I’ve been spending a bit of time this weekend trying to understand better what the real issues are with the Oregon Medicaid study that was released on Thursday and shortly afterward exploded across the blogosphere. Unfortunately, I’ve come to the conclusion that it’s next to impossible to explain it in a way that would be understandable to most people. My readers, however, are not “most people,” so I figure I’ll take a crack at it anyway. The damage may have already been done from the many misinterpretations of the Oregon study that have been published over the past few days, but who knows? Maybe this will help anyway.
First, to refresh your memory: In 2008, Oregon expanded Medicaid coverage but didn’t have enough money to cover everyone. So they ran a lottery. If you lost, you got nothing. If you won, you were offered the chance to sign up for Medicaid. This provided a unique opportunity to study the effect of Medicaid coverage, because Oregon provided two groups of people who were essentially identical except for the fact that one group (the control group) didn’t have access to Medicaid, while the other group (the treatment group) did.
There are several things to say about the Oregon study, but I think the most important one is this: not that the study didn’t find statistically significant improvements in various measures of health, but that the study couldn’t have found statistically significant improvements. It was impossible from the beginning.
Here’s why. The first thing the researchers should have done, before the study was even conducted, was estimate what a clinically significant result would be. For example, based on past experience, they might have decided that if access to Medicaid produced a 20 percent reduction in the share of the population with elevated levels of glycated hemoglobin (a common marker for diabetes), that would be a pretty successful intervention.
Then the researchers would move on to step two: suppose they found the clinically significant reduction they were hoping for? Is their study designed in such a way that a clinically significant result would also be statistically significant? Obviously it should be.
Let’s do the math. In the Oregon study, 5.1 percent of the people in the control group had elevated GH levels. Now let’s take a look at the treatment group. It started out with about 6,000 people who were offered Medicaid. Of that, 1,500 actually signed up. If you figure that 5.1 percent of them started out with elevated GH levels, that’s about 80 people. A 20 percent reduction would be 16 people.
So here’s the question: if the researchers ended up finding the result they hoped for (i.e., a reduction of 16 people with elevated GH levels), is there any chance that this result would be statistically significant? I can’t say for sure without access to more data, but the answer is almost certainly no. It’s just too small a number. Ditto for the other markers they looked at. In other words, even if they got the results they were hoping for, they were almost foreordained not to be statistically significant. And if they’re not statistically significant, that means the headline result is “no effect.”
The problem is that, for all practical purposes, the game was rigged ahead of time to produce this result. That’s not the fault of the researchers. They were working with the Oregon Medicaid lottery, and they couldn’t change the size of the sample group. What they had was 1,500 people, of whom about 5.1 percent started with elevated GH levels. There was no way to change that.

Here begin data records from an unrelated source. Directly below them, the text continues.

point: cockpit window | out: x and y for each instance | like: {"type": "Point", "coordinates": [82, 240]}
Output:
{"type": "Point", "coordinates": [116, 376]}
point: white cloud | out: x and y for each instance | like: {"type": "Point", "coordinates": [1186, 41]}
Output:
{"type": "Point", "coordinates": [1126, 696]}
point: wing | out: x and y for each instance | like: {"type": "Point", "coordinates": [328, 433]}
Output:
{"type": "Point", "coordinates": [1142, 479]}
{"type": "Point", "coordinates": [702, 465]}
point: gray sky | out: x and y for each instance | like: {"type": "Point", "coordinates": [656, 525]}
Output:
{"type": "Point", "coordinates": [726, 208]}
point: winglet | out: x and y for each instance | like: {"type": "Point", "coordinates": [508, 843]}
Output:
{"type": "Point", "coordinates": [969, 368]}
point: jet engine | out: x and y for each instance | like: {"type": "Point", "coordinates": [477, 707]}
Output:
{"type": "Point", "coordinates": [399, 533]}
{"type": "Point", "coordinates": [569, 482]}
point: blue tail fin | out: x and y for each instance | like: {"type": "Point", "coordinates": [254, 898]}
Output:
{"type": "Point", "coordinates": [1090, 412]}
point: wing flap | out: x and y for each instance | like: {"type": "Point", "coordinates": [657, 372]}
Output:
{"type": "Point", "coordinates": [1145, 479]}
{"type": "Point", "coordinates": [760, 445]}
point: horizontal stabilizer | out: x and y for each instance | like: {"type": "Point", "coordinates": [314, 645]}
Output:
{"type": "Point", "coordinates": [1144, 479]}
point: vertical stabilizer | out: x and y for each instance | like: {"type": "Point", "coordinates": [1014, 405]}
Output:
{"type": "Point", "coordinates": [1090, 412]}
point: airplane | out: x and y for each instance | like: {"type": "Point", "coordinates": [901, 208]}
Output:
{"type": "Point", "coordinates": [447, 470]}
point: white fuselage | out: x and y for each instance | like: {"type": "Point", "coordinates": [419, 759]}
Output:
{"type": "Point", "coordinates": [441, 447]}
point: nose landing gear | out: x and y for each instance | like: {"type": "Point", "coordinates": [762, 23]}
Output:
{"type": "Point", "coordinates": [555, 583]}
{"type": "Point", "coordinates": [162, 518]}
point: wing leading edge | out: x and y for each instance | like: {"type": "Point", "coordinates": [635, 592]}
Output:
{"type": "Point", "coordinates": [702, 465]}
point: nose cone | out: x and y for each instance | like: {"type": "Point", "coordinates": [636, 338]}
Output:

Given that, they probably shouldn’t even have reported results. They should have simply reported that their test design was too underpowered to demonstrate statistically significant results under any plausible conditions. But they didn’t do that. Instead, they reported their point estimates with some really big confidence intervals and left it at that, opening up a Pandora’s Box of bad interpretations in the press.
Knowing all this, what’s a fair thing to say about the results of this study?
- One fair thing would be to simply say that it’s inconclusive, full stop. It tells us nothing about the effect of Medicaid access on diabetes, cholesterol levels, or blood pressure maintenance. I’m fine with that interpretation.
- Another fair thing would be to say that the results were positive, but the study was simply too small to tell us if the results are real.
- Or there’s a third fair thing you could say: From a Bayesian perspective, the Oregon results should slightly increase our belief that access to Medicaid produces positive results for diabetes, cholesterol levels, and blood pressure maintenance. It shouldn’t increase our belief much, but if you toss the positive point estimates into the stew of everything we already know, they add slightly to our prior belief that Medicaid is effective.
- But you can’t say that the results are disappointing, at least not without a lot of caveats. At a minimum, the bare fact that the results aren’t statistically significant certainly can’t be described as a disappointment. That was baked into the cake from the beginning. This study was never likely to find significant results in the first place.
So that’s that. You can’t honestly say that the study shows that Medicaid “seemed to have little or no impact on common medical conditions like hypertension and diabetes.” That just isn’t what it showed.
POSTSCRIPT: That said, there are a few other things worth saying about this study too. For example, the researchers apparently didn’t have estimates of clinical significance in mind before they conducted the study. That’s odd, and it would be nice if they confirmed whether or not this is true. Also: the subjects of the study were an unusually healthy group, with pretty low levels of the chronic problems that were being measured. That makes substantial improvements even less likely than usual. And finally: on the metrics that had bigger sample sizes and could provide more reliable results (depression, financial security, self-reported health, etc.), the results of the study were uniformly positive and statistically significant.